March 30, 2015 by Canadian Underwriter
Global reinsurer capital rose by 6% to $US575 billion in 2014, including a 28% increase in alternative capital to $US64 billion, according to the latest Aon Benfield Aggregate (ABA) study.
Aon Benfield, the global reinsurance intermediary and capital advisor of Aon plc, launched the report on Monday. It analyzed the financial results of 31 major reinsurers in 2014, including 29 publicly listed holding companies in the ABA and two U.S. domiciled subsidiaries of Berkshire Hathaway, namely National Indemnity Company and General Reinsurance Corporation.
The study found that capital reported by the ABA companies rose by 2% to $US346 billion.
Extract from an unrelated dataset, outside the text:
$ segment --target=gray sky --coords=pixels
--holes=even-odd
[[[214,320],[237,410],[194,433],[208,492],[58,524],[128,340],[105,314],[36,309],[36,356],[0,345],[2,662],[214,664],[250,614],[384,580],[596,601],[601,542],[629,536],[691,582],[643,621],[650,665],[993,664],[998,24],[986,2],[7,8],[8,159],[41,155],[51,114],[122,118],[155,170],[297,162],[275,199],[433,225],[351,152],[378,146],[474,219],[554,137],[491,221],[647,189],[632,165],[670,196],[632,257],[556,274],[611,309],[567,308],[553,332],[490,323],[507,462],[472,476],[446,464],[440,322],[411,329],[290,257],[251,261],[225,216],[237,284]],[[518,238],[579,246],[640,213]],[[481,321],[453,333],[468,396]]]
Net income of $US38.5 billion was offset by dividends and share buybacks of $US22.3 billion.
Further key findings relating to the 29 publicly-listed holding companies in the ABA include:
• Gross property and casualty premiums rose by 2% to $US198 billion, with reinsurance volume unchanged at $US89 billion, despite the industry’s pricing pressure;
• The combined ratio improved by 0.3 percentage points to 89.9% and p&c underwriting profit rose by 6% to $US16.8 billion;
• Net catastrophe losses declined from 5.6% to 3.8% of net premium earned and were well below the long-term average;
• Support from the favorable development of prior year reserves rose by 7% to $US8 billion, equivalent to 4.8% of net premium earned;
• Return on equity was unchanged at 11.1%, based on net income attributable to common shareholders; and
• Reinsurers are incorporating material alternative capital (through ILS, sidecars and asset management mandates) to lower their cost of underwriting capital. [click image below to enlarge]
“Sector consolidation is underway as companies look to achieve the advantages of scale and diversification, one of the drivers being enhanced access to alternative capital,” said Mike Van Slooten, head of Aon Benfield’s international market analysis team, in a statement.